My dear Colvin,—I have been long without writing to you, but am not to blame. I had some little annoyances quite for a private eye, but they ran me so hard that I could not write without lugging them in, which (for several reasons) I did not choose to do. Fanny is off to San Francisco, and next week I myself flit to New York: address Scribners. Where we shall go I know not, nor (I was going to say) care; so bald and bad is my frame of mind. Do you know our—ahem!—fellow clubman, Colonel Majendie? I had such an interesting letter from him. Did you see my sermon? [Pulvis et Umbra] It has evoked the worst feeling: I fear people don't care for the truth, or else I don't tell it. Suffer me to wander without purpose.

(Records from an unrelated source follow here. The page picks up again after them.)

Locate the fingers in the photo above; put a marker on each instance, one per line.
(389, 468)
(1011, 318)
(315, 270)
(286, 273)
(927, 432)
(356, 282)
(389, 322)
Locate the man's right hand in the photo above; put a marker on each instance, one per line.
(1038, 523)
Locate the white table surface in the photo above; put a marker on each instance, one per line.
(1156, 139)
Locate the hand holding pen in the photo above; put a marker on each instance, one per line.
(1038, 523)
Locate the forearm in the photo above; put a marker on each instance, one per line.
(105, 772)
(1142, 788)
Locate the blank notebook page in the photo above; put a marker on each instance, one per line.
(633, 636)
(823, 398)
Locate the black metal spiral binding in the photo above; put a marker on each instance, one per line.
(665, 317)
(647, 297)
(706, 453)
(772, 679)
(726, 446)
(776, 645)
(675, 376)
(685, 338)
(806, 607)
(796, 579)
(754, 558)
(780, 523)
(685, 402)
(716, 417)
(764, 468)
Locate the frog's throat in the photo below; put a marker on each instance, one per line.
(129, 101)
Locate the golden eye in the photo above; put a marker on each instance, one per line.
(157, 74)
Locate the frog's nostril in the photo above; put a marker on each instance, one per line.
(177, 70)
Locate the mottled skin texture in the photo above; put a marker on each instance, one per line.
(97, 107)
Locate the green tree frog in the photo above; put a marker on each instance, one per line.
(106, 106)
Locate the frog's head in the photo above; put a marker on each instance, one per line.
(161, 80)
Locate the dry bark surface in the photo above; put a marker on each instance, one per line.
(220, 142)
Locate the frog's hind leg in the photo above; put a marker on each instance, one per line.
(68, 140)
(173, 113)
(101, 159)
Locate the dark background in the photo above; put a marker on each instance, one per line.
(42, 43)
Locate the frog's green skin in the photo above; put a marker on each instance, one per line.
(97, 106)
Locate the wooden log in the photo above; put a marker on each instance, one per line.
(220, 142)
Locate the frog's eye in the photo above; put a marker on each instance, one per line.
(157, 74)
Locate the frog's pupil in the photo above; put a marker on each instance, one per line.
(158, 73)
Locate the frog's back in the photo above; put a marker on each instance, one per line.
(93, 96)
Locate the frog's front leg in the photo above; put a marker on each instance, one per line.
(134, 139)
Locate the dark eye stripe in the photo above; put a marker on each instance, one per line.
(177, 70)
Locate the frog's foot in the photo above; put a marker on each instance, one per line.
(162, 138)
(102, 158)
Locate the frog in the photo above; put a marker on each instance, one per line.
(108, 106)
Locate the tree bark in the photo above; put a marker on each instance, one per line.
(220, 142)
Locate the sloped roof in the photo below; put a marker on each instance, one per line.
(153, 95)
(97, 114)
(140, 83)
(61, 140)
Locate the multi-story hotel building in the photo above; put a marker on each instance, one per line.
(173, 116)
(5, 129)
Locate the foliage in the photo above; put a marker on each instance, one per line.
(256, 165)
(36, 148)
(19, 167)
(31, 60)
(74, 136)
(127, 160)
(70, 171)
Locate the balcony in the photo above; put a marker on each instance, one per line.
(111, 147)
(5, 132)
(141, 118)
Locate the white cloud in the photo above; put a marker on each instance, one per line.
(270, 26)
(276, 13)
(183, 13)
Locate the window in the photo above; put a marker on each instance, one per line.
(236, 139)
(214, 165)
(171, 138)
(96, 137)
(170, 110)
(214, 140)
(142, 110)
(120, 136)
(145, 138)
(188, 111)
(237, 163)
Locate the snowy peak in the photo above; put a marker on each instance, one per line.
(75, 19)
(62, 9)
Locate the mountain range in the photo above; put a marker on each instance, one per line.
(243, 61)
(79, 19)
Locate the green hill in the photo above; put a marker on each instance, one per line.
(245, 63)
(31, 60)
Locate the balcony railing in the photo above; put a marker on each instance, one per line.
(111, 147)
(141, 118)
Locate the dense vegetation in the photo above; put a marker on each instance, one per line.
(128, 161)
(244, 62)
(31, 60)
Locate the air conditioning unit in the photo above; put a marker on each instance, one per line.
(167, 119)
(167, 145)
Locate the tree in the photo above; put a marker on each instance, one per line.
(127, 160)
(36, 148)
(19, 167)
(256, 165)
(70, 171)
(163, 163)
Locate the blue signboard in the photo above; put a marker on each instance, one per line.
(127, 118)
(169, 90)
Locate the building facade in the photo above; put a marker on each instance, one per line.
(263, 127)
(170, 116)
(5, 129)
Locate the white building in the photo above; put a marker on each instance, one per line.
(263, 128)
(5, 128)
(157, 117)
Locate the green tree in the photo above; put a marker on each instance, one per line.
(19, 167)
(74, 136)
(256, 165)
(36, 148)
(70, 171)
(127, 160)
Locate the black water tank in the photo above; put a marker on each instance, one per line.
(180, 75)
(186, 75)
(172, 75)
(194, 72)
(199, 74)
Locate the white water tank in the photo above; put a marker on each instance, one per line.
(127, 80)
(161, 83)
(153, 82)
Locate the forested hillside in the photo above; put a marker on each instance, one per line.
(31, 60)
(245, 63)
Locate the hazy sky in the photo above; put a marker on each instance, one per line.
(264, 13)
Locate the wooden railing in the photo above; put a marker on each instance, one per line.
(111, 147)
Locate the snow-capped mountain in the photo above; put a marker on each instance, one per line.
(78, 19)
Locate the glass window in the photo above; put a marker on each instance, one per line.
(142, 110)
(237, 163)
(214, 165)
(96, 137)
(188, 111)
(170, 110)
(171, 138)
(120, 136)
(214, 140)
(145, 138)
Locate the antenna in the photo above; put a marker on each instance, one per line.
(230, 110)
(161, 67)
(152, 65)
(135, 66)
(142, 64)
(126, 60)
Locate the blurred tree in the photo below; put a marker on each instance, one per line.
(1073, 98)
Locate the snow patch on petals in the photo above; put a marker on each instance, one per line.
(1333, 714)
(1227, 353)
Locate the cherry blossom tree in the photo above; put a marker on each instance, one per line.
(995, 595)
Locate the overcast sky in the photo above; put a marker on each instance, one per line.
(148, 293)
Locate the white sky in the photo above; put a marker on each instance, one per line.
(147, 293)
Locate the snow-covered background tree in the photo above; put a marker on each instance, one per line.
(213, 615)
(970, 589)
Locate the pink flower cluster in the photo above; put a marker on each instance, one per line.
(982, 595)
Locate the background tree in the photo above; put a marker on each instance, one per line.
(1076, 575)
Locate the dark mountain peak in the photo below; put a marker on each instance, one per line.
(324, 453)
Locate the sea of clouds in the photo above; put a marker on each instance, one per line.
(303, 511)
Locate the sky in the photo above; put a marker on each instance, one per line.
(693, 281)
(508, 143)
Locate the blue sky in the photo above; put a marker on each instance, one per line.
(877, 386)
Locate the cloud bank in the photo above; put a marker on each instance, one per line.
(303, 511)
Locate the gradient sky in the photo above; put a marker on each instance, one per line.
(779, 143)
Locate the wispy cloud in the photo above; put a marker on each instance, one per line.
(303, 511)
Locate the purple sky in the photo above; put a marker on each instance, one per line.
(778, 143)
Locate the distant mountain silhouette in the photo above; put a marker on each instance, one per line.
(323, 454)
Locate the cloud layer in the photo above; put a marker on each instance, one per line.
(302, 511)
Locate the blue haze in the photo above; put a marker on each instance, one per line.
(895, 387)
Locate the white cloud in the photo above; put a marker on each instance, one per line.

I have sent off twenty letters to-day, and begun and stuck over a twenty-first, and taken a copy of one which was on business, and corrected several galleys of proof, and sorted about a bushel of old letters; so if any one has a right to be romantically stupid it is I—and I am. Really deeply stupid, and at that stage when in old days I used to pour out words without any meaning whatever and with my mind taking no part in the performance. I suspect that is now the case. I am reading with extraordinary pleasure the life of Lord Lawrence: Lloyd and I have a mutiny novel—

(Next morning, after twelve other letters)—mutiny novel on hand—The White Nigger—a tremendous work—so we are all at Indian books. The idea of the novel is Lloyd's: I call it a novel. 'Tis a tragic romance, of the most tragic sort: I believe the end will be almost too much for human endurance—when the White Nigger was thrown to the ground with one of his own (Sepoy) soldier's knees upon his chest, and the cries begin in the Beebeeghar. Oh, truly, you know it is a howler! The whole last part is—well the difficulty is that, short of resuscitating Shakespeare, I don't know who is to write it.

I still keep wonderful. I am a great performer before the Lord on a penny whistle. Dear sir, sincerely yours,

Andrew Jackson.

[Saranac Lake, April, 1888.]

My dear Gamekeeper,—Your p. c. (proving you a good student of Micawber) has just arrived, and it paves the way to something I am anxious to say. I wrote a paper the other day—Pulvis et Umbra;—I wrote it with great feeling and conviction; to me it seemed bracing and healthful; it is in such a world (so seen by me), that I am very glad to fight out my battle, and see some fine sunsets, and hear some excellent jests between whiles round the camp fire. But I find that to some people this vision of mine is a nightmare, and extinguishes all ground of faith in God or pleasure in man. Truth I think not so much of; for I do not know it. And I could wish in my heart that I had not published this paper, if it troubles folks too much: all have not the same digestion, nor the same sight of things. And it came over to me with special pain that perhaps this article (which I was at the pains to send to her) might give dismalness to my Gamekeeper at Home. Well, I cannot take back what I have said; but yet I may add this. If my view be everything but the nonsense that it may be—to me it seems self-evident and blinding truth—surely of all things it makes this world holier. There is nothing in it but the moral side—but the great battle and the breathing-times with their refreshments. I see no more and no less. And if you look again, it is not ugly, and it is filled with promise.

Pray excuse a desponding author for this apology. My wife is away off to the uttermost parts of the States, all by herself. I shall be off, I hope, in a week; but where? Ah! that I know not. I keep wonderful, and my wife a little better, and the lad flourishing. We now perform duets on two D tin whistles; it is no joke to make the bass; I think I must really send you one, which I wish you would correct....

I may be said to live for these instrumental labours now; but I have always some childishness on hand.—I am, dear Gamekeeper, your indulgent, but intemperate Squire,

Robert Louis Stevenson.

[On the 16th of April Stevenson and his party left Saranac. After spending a fortnight in New York, where, as always in cities, his health quickly flagged again, he went for the month of May into seaside quarters at Union House, Manasquan, on the New Jersey coast, for the sake of fresh air and boating. Here he enjoyed the society of some of his New York friends, including Mr. St. Gaudens and Mr. W. H. Low, and was initiated in the congenial craft of cat-boat sailing. In the meantime Mrs. Stevenson had gone to San Francisco, to see whether a sailing yacht was to be found available for a few months' cruise in the Pacific. The Casco, Captain Otis, was found accordingly; Stevenson signified by telegraph his assent to the arrangement; determined to risk in the adventure the sum of £2,000, of which his father's death had put him in possession, hoping to recoup himself by a book of Letters recounting his experiences; and on the 2d of June started with his mother and stepson for San Francisco, and thence for that island cruise from which he was never to return.]